With an effort he roused himself—squared himself there in the corral for the final battle with himself. “It is now or never,” he gritted through clenched teeth. “Now, and alone. She won’t face the situation squarely. It is woman’s way, calmy to ignore the issue, to push it aside as the ill of a future day.”
She had said that he was right, and ethically, he knew that he was right—but the fact of the deed remained. His hand had sped a soul to its God.
Why?
To save the woman he loved. No jury on earth would hold him guilty. He would surrender himself and stand trial. Then came the memory of what Tex had told him of the machinations of local politics. He had no wish to contribute his life as campaign material for a county election. The other course was to run—to remain, as he now was, a fugitive, if not from justice, at least from the hand of the law. This course would mean that both must live always within the menace of the shadow—unless, to save her from this life of haunting fear, he renounced her.
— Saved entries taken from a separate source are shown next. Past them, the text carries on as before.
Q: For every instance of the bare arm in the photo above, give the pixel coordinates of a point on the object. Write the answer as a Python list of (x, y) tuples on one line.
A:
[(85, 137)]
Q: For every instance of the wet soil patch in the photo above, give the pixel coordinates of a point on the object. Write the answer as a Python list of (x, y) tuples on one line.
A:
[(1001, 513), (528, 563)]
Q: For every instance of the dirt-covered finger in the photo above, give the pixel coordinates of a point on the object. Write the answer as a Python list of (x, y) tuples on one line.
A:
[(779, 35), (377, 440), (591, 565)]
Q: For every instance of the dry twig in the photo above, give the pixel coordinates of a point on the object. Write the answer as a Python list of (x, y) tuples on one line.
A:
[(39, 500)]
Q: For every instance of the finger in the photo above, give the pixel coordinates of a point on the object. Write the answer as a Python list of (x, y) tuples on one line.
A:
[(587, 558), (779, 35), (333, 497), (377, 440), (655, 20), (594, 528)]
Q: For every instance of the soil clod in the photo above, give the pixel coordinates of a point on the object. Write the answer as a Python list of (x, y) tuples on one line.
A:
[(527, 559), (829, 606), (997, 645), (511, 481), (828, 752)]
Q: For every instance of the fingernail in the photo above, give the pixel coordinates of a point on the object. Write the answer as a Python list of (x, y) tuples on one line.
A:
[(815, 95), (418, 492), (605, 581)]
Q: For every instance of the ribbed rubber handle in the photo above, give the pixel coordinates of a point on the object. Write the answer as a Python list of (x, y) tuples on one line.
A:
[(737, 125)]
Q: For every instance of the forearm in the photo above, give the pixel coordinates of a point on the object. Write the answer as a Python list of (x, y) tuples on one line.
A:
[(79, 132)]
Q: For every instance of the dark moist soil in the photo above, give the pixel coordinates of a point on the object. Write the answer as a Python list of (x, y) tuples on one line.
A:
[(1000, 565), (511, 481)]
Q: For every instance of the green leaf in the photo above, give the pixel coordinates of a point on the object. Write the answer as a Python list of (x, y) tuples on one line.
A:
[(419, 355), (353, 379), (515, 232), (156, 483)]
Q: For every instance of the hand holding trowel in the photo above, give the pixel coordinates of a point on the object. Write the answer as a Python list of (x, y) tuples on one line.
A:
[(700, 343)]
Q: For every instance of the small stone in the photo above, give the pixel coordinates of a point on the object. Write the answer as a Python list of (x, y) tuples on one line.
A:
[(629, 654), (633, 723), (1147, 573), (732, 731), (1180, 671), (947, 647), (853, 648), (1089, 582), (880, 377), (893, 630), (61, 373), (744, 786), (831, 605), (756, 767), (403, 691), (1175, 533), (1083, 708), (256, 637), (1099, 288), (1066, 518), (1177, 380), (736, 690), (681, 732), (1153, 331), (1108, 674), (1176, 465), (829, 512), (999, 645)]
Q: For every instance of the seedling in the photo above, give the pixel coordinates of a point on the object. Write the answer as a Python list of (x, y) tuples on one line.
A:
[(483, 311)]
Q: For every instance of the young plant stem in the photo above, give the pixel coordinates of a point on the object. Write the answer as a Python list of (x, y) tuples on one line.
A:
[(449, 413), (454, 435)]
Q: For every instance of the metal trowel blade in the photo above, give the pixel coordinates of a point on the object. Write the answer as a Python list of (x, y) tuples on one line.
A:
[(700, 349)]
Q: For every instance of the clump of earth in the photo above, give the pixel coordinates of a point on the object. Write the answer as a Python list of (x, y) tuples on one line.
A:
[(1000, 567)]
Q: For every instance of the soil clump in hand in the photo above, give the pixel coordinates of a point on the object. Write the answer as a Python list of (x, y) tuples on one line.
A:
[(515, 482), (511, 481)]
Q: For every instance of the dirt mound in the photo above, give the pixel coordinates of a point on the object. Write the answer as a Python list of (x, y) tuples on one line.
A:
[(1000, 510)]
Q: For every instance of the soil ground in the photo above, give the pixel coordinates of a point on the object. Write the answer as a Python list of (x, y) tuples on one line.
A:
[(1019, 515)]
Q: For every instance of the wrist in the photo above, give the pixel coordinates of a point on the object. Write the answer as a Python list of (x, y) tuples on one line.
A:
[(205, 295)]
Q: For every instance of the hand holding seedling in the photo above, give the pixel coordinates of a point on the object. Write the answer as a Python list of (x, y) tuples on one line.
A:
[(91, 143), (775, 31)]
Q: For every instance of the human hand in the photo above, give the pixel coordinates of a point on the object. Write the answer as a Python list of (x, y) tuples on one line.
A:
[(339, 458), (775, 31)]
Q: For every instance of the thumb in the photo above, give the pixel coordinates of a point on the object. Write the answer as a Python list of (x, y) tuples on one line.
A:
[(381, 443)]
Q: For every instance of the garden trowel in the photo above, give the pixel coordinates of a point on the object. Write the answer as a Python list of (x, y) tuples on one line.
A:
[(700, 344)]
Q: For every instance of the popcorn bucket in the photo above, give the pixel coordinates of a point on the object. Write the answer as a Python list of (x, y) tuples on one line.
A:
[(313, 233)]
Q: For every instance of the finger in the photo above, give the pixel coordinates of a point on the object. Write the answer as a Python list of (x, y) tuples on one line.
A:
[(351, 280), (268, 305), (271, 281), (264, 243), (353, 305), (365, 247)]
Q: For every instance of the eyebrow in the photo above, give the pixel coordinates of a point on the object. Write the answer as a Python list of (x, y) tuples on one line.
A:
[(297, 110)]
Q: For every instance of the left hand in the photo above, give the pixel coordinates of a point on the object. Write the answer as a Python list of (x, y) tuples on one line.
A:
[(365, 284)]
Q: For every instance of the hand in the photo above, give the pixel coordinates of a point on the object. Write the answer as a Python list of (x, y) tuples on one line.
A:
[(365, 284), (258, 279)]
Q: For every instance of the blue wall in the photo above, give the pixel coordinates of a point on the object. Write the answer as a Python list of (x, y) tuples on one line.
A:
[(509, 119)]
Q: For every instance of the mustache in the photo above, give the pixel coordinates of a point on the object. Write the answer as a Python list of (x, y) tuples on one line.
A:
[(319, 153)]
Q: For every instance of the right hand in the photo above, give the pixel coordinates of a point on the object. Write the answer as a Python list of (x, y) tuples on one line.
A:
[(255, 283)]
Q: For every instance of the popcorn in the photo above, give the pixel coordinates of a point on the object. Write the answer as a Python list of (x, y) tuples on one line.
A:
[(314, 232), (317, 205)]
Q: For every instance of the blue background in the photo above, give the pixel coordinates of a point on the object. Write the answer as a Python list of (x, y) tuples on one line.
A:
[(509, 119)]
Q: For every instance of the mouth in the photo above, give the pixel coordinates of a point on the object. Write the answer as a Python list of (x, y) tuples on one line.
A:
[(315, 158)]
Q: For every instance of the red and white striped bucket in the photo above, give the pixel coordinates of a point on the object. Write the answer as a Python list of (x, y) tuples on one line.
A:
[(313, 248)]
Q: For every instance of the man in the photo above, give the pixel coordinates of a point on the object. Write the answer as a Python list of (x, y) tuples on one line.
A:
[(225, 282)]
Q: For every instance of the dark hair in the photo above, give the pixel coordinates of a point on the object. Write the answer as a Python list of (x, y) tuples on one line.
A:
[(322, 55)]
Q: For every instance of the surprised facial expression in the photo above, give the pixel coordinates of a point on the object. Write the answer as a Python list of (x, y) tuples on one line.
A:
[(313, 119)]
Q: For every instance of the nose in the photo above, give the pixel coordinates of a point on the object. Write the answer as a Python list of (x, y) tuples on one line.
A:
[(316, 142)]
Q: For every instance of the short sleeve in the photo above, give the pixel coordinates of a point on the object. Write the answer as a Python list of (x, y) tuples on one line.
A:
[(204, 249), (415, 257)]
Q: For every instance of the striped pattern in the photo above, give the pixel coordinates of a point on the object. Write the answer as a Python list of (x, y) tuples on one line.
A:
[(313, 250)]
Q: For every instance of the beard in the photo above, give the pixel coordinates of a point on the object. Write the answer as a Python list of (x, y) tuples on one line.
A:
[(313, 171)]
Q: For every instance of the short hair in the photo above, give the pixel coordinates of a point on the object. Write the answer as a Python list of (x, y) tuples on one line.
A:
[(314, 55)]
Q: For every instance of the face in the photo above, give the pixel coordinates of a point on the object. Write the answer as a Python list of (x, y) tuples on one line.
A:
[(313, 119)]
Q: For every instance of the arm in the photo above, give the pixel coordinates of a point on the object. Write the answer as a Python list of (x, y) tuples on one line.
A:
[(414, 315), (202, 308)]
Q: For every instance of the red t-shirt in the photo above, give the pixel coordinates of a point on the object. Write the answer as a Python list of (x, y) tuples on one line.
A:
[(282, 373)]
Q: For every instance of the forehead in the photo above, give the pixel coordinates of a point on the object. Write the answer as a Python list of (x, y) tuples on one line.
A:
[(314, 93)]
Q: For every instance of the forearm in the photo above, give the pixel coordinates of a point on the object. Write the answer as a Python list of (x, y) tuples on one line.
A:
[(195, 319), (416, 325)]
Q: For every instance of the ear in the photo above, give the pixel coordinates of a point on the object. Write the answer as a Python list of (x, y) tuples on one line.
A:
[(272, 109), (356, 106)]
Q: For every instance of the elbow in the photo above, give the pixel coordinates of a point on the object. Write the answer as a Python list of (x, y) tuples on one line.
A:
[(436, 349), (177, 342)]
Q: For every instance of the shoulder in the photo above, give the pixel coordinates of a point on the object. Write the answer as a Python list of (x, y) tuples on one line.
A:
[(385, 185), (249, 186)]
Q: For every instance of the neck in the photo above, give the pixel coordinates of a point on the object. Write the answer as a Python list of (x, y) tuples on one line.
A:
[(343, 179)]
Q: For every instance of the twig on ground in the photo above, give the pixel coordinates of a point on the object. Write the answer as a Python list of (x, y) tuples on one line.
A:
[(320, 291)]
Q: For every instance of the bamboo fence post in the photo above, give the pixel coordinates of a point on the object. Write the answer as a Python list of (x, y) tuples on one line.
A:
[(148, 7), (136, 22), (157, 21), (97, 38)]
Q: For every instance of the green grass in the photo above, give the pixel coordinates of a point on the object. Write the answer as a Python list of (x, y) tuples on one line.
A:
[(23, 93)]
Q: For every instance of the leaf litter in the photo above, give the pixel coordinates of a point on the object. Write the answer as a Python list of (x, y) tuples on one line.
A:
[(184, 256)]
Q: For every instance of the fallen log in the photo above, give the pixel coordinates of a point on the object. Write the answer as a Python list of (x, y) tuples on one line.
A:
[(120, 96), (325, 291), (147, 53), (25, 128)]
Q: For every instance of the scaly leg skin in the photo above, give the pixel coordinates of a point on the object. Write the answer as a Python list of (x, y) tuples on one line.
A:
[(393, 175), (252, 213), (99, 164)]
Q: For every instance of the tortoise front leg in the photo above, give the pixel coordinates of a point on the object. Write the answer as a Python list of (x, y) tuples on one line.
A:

His eyes sought the forbidding sweep of the bad lands, strayed to the sluggish waters of the Missouri, and beyond, where the black buttes of the Judith Range reared their massive shapes in the distance. Suddenly a mighty urge welled up within him. He would not renounce her! She was his! This was life—the life that, to him, had been as a sealed book—the fighting life of the boundless open places. It was the coward’s part to run. He had played a man’s part, and he would continue to play a man’s part to the end. He would fight. Would identify himself with this West—become part of it. Never would he return to the life of the city, which would be to a life of fear. The world should know that he was right. If local politics sought to crush him—to use him as a puppet for their puny machinations, he would smash their crude machine and rebuild the politics of this new land upon principles as clean and rugged as the land itself. It should be his work!
With the light of a new determination in his eyes, he caught up the bridle-reins of the horses and pushed open the gate of the corral. As he led the animals out he was once more greeted with a volley of oaths and curses: “Put them back! Ye hoss-thief! I’ll have ye hung! Them’s mine, I tell ye!”